Nessa terrificante encruzilhada, morre o Papa Leão XIII, a 20 de julho de 1903.
Urgia,
em vista desse quadro, o aparecimento de um providencial defensor da
Igreja e da Cristandade. A Divina Providência suscitou então um Papa
Santo, dotado de extraordinária grandeza de alma.

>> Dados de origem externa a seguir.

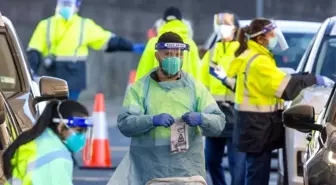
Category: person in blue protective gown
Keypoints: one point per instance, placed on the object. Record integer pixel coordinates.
(165, 109)
(42, 154)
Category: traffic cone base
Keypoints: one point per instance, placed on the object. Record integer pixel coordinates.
(96, 154)
(101, 159)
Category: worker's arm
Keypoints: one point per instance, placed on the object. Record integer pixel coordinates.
(213, 119)
(204, 74)
(100, 39)
(37, 46)
(61, 170)
(132, 121)
(147, 61)
(272, 81)
(194, 63)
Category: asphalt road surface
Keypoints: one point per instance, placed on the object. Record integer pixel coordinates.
(119, 145)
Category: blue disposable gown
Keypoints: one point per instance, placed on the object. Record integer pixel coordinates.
(149, 156)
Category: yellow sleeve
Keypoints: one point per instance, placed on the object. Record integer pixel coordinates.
(193, 67)
(147, 61)
(234, 67)
(268, 77)
(39, 39)
(205, 76)
(95, 36)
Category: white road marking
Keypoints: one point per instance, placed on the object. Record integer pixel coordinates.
(119, 148)
(93, 179)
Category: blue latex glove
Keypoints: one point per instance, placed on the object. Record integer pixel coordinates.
(218, 73)
(36, 78)
(164, 120)
(324, 81)
(193, 119)
(138, 48)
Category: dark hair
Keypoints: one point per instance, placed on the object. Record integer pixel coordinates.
(172, 11)
(67, 109)
(255, 26)
(170, 37)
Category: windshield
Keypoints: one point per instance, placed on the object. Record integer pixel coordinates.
(325, 63)
(8, 74)
(298, 43)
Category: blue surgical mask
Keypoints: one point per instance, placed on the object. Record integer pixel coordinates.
(272, 42)
(66, 12)
(75, 142)
(171, 65)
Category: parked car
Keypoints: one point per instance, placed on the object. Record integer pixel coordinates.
(319, 160)
(21, 98)
(317, 59)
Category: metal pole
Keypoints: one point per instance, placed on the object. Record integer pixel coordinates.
(260, 8)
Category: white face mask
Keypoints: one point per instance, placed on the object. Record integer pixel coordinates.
(226, 31)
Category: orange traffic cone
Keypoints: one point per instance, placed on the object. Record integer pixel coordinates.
(96, 153)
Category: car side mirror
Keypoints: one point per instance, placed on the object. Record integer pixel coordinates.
(301, 118)
(287, 70)
(52, 88)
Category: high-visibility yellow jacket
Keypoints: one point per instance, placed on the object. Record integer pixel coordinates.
(261, 88)
(68, 42)
(222, 55)
(149, 62)
(45, 160)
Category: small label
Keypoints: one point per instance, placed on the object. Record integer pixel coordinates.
(5, 79)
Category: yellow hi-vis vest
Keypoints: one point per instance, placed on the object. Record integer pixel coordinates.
(68, 40)
(45, 160)
(223, 55)
(260, 83)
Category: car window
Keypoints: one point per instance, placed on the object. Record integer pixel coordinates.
(331, 111)
(298, 43)
(8, 74)
(325, 62)
(8, 126)
(304, 59)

Eleição e coroação de São Pio X
Transcorridos
os 11 dias de orações, prescritos para sufrágio da alma do Papa Leão
XIII, recém-falecido, os cardeais da Santa Igreja (em número de 62, na
época) iniciaram o Conclave — reunião do Colégio cardinalício com o
objetivo de eleger o novo Papa.
Os
primeiros escrutínios indicavam a escolha do Cardeal Rampolla — que
fora colaborador direto de Leão XIII. Mas no dia 1º de agosto foi
comunicado aos cardeais, no Conclave, o veto do Imperador da Áustria,
Francisco José. Veto que, segundo uma tradição, poderia ser exercido
pelo Imperador austríaco.
Devido
a isso, o Cardeal Giuseppe Sarto, de Veneza, passou a ser o preferido.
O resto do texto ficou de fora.